Adults with long-term exposure to ozone (O3) face an increased risk of dying from respiratory and cardiovascular diseases, according to a study published online ahead of print in the American Journal of Respiratory and Critical Care Medicine.
Using data from a large US study begun in 1982, researchers found that every additional 10 parts per billion (ppb) in long-term ozone exposure increased the risk of dying by:
- 12% from lung disease
- 3% from cardiovascular disease
- 2% from all causes.
Researchers said the increased risk of death was highest for diabetes (16%), followed by dysrhythmias, heart failure and cardiac arrest (15%) and by COPD (14%).

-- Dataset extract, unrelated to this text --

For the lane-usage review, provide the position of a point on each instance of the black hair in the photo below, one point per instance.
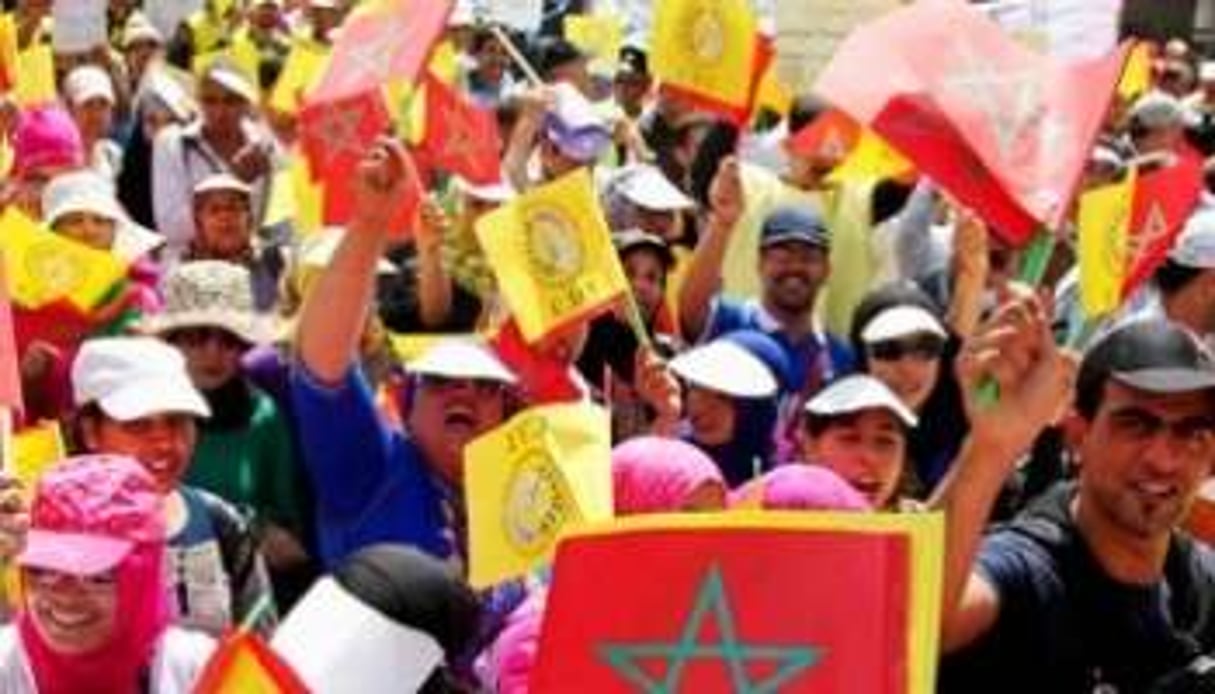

Researchers took into account fine particulate (PM2.5) pollution, an established cause of premature mortality, and nitrogen dioxide (NO2) pollution, which has been linked to premature mortality. They adjusted for 29 behavioral and demographic factors, including smoking, alcohol use, body weight, occupational exposures, diet, poverty, and race.
Researchers found the association between ozone and mortality began at 35 ppb, based on the annual 8-hour average. They said that many communities are above this level, suggesting further reductions in ozone would have immediate health benefits. Dr. Jerrett added that reducing ozone, a potent greenhouse gas, would also provide future health benefits by reducing climate change.
Researchers were surprised by one finding: near-source PM2.5, largely attributable to traffic, was more strongly associated with death from cardiovascular disease than regional PM2.5, largely attributable to fossil-fuel burning and secondary formation of the particles in the atmosphere. With each 10-ppb increase in near-source PM2.5, mortality rate rose 41%, compared to 7% for regional source.
“About 130 million people are living in areas that exceed the National Ambient Air Quality standard,” said Michael Jerrett, PhD, chair of environmental health sciences at UCLA and study co-author. “While ozone has decreased in the US, the reductions are not nearly as big as decreases in other pollutants, and elsewhere in the world, ozone is a growing problem.”